On October 25, 2010, the U.S. Court of Appeals for the Second Circuit affirmed the dismissal of a claim under the whistleblower protection provisions in Section 806 of the Sarbanes-Oxley Act (SOX) pursuant to Rule 12(b)(6). Vodopia v. Koninklijke Philips Electronics, N.V. (Case No. 09-cv-4767). The court found that an in-house patent attorney’s complaints relating to alleged fraud on the Patent Office and the potential invalidity of valuable patents owned by the employer did not constitute protected activity because he lacked a reasonable belief that he was reporting a fraud upon shareholders.

In Vodopia, the plaintiff claimed he was discharged for complaining that a fraud on the Patent Office resulted in the invalidation of company patents assigned a value of $50 million. The U.S. District Court for the Southern District of New York dismissed his complaint pursuant to Rule 12(b)(6), finding that the plaintiff failed to allege actionable protected activity under Section 806 of SOX. On appeal, the plaintiff argued that he appropriately alleged protected activity by asserting that the company committed a fraud upon shareholders by “knowingly assigning an eight figure value to worthless patents.”

The Second Circuit affirmed the district court’s order of dismissal, embracing the standards the Supreme Court articulated in Bell Atlantic Corp. v. Twombly and Ashcroft v. Iqbal. The court first observed that the complaint allegations center on the plaintiff’s concern that the patents were invalid, not the value that company assigned to them. The court then stressed that the plaintiff failed to allege that he reasonably believed he was reporting potential securities fraud, as opposed to patentrelated misconduct. In this regard, the court noted that the plaintiff did not allege that the $50 million value assigned to the patents was reported to the public or shareholders, or that this item would have been included in any public reporting or disclosures that could have misled investors.

This decision is valuable to employers defending SOX claims where plaintiffs claim they engaged in protected activity by complaining of issues that do not “definitely and specifically” relate to securities law violations or categories of fraud exhaustively identified in Section 806. As this case illustrates, an employee cannot demonstrate that he or she complained of a securities law violation under the rubric of Section 806 simply by pointing to conduct relating to the value a company assigns to assets where the assets are not reported to the public or shareholders. This is consistent with the Administrative Review Board’s pronouncement that “[a] mere possibility that a challenged practice could adversely affect the financial condition of a corporation, and that the effect on the financial condition could in turn be intentionally withheld from investors, is not enough.” Robinson v. Morgan Stanley, Case No. 07-070 (ARB Jan. 10, 2010).

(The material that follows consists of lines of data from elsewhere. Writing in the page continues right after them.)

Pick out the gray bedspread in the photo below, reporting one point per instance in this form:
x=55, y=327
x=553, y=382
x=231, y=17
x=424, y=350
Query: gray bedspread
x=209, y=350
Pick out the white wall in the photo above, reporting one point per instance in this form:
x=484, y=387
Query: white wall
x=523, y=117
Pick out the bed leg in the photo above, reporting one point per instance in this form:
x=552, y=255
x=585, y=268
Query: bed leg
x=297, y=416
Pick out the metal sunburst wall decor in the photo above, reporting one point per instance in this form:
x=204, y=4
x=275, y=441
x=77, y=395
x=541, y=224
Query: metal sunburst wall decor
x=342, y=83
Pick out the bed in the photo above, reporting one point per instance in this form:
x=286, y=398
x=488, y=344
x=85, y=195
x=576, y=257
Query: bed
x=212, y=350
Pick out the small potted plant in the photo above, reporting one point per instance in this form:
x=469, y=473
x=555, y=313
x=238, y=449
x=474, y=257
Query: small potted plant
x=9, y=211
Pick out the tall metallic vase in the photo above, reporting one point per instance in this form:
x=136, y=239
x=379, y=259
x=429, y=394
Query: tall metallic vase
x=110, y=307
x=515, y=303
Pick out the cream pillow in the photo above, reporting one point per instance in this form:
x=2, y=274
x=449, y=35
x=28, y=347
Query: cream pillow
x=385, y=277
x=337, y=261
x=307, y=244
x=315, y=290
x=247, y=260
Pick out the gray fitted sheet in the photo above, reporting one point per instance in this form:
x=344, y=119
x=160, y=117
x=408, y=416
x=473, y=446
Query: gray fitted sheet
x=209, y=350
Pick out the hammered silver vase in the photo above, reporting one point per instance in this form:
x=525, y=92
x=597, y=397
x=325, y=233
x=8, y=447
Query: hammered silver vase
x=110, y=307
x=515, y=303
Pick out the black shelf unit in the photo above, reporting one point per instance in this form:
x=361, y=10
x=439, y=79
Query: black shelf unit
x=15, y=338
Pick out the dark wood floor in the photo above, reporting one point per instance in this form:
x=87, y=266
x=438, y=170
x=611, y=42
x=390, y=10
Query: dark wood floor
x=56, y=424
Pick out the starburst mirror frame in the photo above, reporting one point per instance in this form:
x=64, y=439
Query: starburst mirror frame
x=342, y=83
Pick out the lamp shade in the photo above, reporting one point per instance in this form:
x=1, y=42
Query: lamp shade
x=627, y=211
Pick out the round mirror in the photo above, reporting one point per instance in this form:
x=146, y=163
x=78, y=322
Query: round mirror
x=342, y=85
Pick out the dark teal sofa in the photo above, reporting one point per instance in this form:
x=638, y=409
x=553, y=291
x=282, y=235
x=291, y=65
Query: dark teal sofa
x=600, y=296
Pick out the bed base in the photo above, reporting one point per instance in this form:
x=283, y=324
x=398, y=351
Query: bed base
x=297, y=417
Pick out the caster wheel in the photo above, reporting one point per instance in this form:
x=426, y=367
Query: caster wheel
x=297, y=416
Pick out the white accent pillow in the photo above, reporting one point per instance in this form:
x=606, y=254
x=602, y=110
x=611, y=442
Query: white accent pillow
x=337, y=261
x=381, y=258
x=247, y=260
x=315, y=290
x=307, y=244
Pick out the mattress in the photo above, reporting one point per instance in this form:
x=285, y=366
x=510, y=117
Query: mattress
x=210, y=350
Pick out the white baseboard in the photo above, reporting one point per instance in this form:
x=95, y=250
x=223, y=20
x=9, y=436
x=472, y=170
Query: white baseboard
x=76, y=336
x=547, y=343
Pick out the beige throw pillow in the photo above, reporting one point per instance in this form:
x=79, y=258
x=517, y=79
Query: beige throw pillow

Vodopia also is noteworthy because it shows that courts may be willing to address the question of whether a plaintiff alleging that his or her employer violated securities laws or engaged in one of the categories of fraud listed in Section 806 had an objectively reasonable belief through an application of the Twombly/Iqbal standard. Indeed, this decision may encourage employers to explore opportunities to seek early dismissals in SOX whistleblower cases pursuant to Rule 12(b)(6).